Final Report Summary - SCA4PCV (Single cell analysis of tumor cells for personalized cancer vaccines)

Personalized cancer vaccines are therapeutic vaccines custom tailored to target tumor-specific mutations unique to a given patient. Such vaccines may be the ultimate treatment against cancer with the potential to specifically target and destroy lesions all over the body, provide sustained, potentially lifelong immunity to relapse and offer an effective treatment for every patient. A key step in generation of personalized cancer vaccines involves identification and characterization of single nucleotide variations (SNVs) in the patient’s tumor and subsequently selection of a subset of neoepitopes most likely to be immunogenic and confer tumor control. Understanding intratumor heterogeneity can potentially improve the efficacy of such vaccines. The focus of the SCA4PCV program was to develop experimental and computational methods to improve our ability to measure intratumor heterogeneity and use this knowledge to enhance the efficacy of vaccines. A central goal of the SCA4PCV program was to translate findings into the clinic through the host’s clinical personalized cancer vaccine program.

Analysis of the first tumor samples provided to the host as part of its early clinical personalized cancer vaccine trials during the first year of the SCA4PCV project showed that state-of-the-art mutation callers suffer from high false positive rates and exhibit sample-to-sample variability in performance. Furthermore, it was discovered that clinical tumor samples were typically highly impure, further complicating both mutation calling and intratumor heterogeneity analysis. Consequently, the fellow developed an alternative tool to the state-of-the-art called MyMUT® that solves the strongly coupled problem of SNV detection, estimation of sample purity, estimation of absolute copy numbers and estimation of SNV subclonality while achieving an exceptionally low, clinically suitable, false discovery rate. MyMUT® utilizes a novel class of statistical algorithms that provide an exceptionally accurate analysis of the tumor’s exome while achieving reproducible performance from patient to patient regardless of the purity of the patient’s tumor sample or the complexity of the patient’s tumor genome.
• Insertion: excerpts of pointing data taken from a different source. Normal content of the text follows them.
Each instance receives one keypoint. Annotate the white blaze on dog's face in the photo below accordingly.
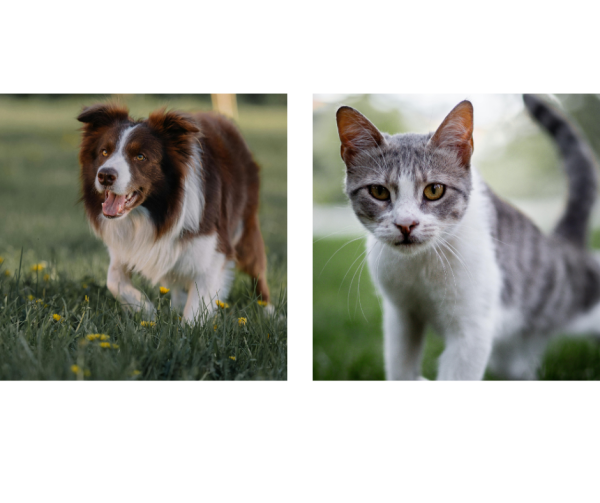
(114, 178)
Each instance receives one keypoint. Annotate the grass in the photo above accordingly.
(42, 223)
(347, 327)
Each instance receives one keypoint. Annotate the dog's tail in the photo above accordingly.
(580, 166)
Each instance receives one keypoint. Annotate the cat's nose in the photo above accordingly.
(406, 226)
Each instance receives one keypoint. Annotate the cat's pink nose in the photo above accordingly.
(406, 226)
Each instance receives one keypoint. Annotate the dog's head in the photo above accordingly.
(127, 163)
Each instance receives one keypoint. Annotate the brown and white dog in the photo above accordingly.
(175, 198)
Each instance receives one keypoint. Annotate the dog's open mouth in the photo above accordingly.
(116, 205)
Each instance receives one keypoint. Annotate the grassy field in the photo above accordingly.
(347, 332)
(58, 320)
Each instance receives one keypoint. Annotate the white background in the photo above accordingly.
(298, 440)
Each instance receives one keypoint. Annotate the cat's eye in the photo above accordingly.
(379, 192)
(434, 191)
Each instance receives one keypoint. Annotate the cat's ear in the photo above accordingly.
(456, 132)
(356, 133)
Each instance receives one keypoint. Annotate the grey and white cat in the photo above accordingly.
(446, 252)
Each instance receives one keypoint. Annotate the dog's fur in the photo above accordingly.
(175, 198)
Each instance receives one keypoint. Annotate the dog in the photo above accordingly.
(175, 198)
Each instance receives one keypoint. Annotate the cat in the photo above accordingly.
(444, 251)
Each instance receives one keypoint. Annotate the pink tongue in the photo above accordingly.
(113, 205)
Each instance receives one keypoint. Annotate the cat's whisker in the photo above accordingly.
(339, 249)
(349, 269)
(334, 233)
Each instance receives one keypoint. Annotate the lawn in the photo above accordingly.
(347, 329)
(58, 320)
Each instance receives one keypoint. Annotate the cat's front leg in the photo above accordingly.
(403, 340)
(467, 352)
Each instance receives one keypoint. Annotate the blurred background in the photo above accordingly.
(515, 157)
(39, 170)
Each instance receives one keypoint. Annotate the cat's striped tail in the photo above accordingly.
(580, 166)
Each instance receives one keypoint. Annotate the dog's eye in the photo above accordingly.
(379, 192)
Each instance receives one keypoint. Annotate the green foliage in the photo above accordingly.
(40, 216)
(47, 324)
(347, 332)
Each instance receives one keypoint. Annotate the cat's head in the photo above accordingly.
(408, 190)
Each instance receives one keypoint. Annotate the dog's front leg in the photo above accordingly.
(120, 285)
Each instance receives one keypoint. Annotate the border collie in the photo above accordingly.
(175, 198)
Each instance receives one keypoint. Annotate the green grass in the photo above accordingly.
(347, 326)
(41, 220)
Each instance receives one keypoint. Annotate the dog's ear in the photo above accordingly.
(356, 133)
(103, 114)
(172, 124)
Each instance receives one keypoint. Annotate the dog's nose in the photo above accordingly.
(107, 176)
(406, 226)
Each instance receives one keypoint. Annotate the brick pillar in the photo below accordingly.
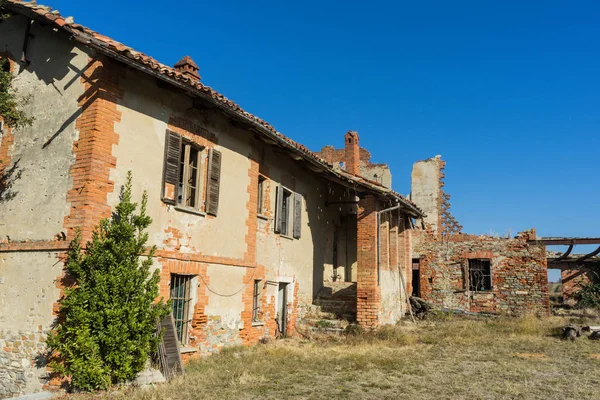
(367, 287)
(352, 153)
Since MyMUT® is intended for massive high-throughput automated clinical applications it also includes a sensitive quality control module to detect and flag faulty input. MyMUT® has been extensively tested both in silico on hundreds of publically available samples and experimentally on clinical samples and has proven to be a significant improvement over the state-of-the-art. Consequently, MyMUT® has been integrated into the host’s clinical vaccine platform currently being commercialized by BioNtech in collaboration with Genentech.
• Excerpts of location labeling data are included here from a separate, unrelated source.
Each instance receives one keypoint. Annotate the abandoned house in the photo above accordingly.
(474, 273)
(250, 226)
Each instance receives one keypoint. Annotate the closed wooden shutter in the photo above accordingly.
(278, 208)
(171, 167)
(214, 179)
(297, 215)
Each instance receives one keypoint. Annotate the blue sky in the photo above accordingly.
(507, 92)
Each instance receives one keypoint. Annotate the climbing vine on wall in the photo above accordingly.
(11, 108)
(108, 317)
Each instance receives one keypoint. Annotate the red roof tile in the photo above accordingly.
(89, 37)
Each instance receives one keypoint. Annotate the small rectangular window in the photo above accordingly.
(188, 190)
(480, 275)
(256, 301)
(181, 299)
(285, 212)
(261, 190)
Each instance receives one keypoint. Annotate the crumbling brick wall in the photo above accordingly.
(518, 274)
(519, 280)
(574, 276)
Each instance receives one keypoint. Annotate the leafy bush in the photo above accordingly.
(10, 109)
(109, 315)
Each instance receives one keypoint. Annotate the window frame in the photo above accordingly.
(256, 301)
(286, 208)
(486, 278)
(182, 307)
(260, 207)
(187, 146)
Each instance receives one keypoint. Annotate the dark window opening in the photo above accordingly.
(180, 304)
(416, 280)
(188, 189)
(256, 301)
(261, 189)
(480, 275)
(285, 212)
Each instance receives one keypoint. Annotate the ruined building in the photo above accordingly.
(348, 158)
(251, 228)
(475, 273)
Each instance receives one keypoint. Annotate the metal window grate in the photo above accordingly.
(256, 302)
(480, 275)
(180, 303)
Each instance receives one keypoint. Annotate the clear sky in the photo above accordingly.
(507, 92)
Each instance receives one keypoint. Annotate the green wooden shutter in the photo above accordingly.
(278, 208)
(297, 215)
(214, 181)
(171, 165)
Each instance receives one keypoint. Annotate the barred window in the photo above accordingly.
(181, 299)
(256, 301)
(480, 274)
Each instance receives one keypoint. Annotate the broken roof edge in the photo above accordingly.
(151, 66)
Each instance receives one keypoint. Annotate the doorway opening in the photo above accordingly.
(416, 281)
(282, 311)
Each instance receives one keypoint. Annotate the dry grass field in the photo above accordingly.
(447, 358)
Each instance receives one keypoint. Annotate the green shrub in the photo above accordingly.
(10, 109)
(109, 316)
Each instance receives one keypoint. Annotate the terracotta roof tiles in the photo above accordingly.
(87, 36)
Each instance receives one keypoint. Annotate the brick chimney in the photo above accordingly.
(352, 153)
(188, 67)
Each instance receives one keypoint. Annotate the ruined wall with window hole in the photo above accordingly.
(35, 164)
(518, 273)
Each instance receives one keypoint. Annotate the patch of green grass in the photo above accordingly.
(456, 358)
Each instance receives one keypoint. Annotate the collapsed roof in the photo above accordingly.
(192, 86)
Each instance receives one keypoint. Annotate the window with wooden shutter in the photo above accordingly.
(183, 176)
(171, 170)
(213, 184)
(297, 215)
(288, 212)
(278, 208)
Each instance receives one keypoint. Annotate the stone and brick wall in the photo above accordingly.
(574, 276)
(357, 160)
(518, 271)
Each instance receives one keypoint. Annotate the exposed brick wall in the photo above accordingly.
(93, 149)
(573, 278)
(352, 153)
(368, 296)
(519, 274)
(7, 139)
Within the scope of the SCA4PCV program the fellow also developed a single cell imaging technique to estimate single cell sorting accuracy by FACS required for accurate identification of cancer subpopulations. Furthermore, the fellow demonstrated the feasibility of extracting single cells and patches of single cells from tumor sections using laser microdissection, post amplifying extracted material and obtaining even genomic coverage. Further experiments to test subclonality predictions in single cells using FACS, the Fluidigm C1 single cell system and laser microdissection are ongoing.
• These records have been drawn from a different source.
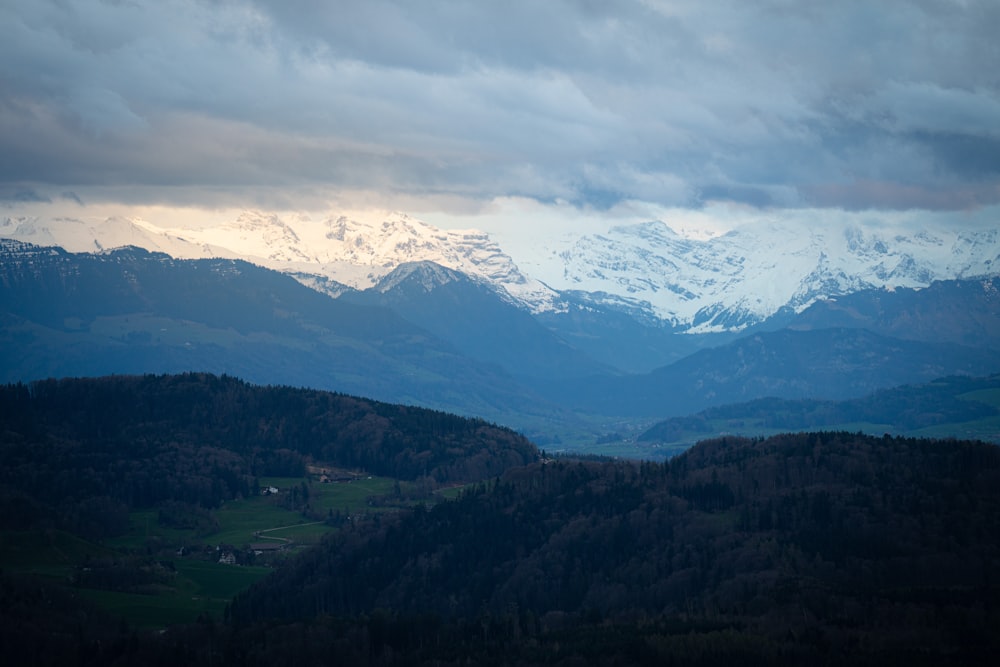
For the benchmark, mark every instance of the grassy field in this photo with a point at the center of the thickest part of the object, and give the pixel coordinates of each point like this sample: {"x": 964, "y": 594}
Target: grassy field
{"x": 198, "y": 583}
{"x": 199, "y": 587}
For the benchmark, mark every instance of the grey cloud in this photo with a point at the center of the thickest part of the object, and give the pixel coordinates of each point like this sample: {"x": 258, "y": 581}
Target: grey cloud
{"x": 771, "y": 103}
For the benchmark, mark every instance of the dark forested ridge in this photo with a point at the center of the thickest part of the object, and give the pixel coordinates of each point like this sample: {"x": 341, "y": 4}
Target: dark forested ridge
{"x": 129, "y": 311}
{"x": 811, "y": 548}
{"x": 899, "y": 409}
{"x": 823, "y": 548}
{"x": 90, "y": 449}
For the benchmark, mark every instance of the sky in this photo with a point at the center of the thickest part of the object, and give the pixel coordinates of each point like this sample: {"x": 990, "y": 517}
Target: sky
{"x": 503, "y": 114}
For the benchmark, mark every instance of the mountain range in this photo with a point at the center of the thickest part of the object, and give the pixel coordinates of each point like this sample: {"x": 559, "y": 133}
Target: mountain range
{"x": 651, "y": 273}
{"x": 433, "y": 336}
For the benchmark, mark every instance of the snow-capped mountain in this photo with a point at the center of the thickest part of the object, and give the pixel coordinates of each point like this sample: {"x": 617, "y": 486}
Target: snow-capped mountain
{"x": 649, "y": 271}
{"x": 742, "y": 277}
{"x": 327, "y": 254}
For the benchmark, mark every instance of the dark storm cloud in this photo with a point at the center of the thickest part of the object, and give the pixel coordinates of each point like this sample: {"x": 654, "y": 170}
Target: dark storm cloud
{"x": 769, "y": 103}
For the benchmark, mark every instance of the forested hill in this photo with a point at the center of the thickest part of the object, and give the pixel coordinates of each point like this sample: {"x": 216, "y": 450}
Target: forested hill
{"x": 827, "y": 548}
{"x": 135, "y": 441}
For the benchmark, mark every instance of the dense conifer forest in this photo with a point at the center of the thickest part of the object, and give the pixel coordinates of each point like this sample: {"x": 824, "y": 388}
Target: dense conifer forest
{"x": 82, "y": 452}
{"x": 821, "y": 548}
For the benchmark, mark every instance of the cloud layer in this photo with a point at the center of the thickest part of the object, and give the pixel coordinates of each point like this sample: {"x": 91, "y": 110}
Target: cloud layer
{"x": 771, "y": 103}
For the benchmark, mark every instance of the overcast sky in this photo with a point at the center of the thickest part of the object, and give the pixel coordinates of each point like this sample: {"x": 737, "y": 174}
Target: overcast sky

In terms of career development, the fellow was provided with the opportunity to establish a group, mentor PhD students, and subsequently apply for professorship at Mainz University. In addition, the fellow was offered a faculty position in HI-TRON, a soon-to-be established Helmholtz Institute for translational oncology at the University Medical Center Mainz, formed as a partnership between the host, TRON, and the German Cancer Research Center (DKFZ) in Heidelberg. The primary goal of the fellow’s group will be to develop novel computational and experimental methods based on next generation sequencing, single cells and circulating tumor DNA to improve cancer diagnosis and the efficacy of personalized cancer vaccines.